Diligence and discipline, I learn, do not belong solely to the Noldor, and many hours later—shoulders aching and fingers hot with the beginnings of blisters—I make my way up the palace stairs in the meager light of evening (how can my legs be aching, after spending a day seated in front of my harp?), my arms laden with a pile of parchments that must be completed by tomorrow, to evaluate my understanding of theory and history.
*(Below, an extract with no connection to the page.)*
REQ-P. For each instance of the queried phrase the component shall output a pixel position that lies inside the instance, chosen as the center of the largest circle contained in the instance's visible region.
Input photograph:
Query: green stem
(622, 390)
I fumble the doorknob and, with great relief, step into the bedroom that I share with my brother. The room is dark except for the quivering halo of a gas lamp on Nelyo’s bedside table: a dark room opening to a dark, heaving sea, sparkling faintly with Telperion’s weak light. Nelyo is curled beneath his blankets in bed, propped on his elbows and reading a thick, formidable volume filled with inscrutably small text. He looks up when I enter, eyebrows raised, face pinched with inquisitive concern.

“So? How did it go?”

I go to my bed and dump tomorrow’s assignments upon the neatly-made bedclothes. “I placed well,” I say.

“Good! Have a few assignments there, it seems?”

“Yes. It seems that what I have spent the entire spring, summer, and autumn doing is inconsequential and I must prove again that I know the material.” I want a cup of tea, a hot bath, and to sleep between cool sheets, but at least three hours of work are sliding from my bed onto the floor. My neck aches and my mind rebels at the thought of music.

“Ai, welcome to academia, Macalaurë. Proving yourself once is never enough. Why do you think I am here? You would think that somewhere between the books I’ve written that I would have proven that I know Eldarin history. Or at least the language in which they are written. But no, it is never enough.” I hear the rustle of bedclothes as he rises; the whisper of his feet inside his slippers. A moment later, he is pressing a goblet into my hands. “Here. This will help your headache.”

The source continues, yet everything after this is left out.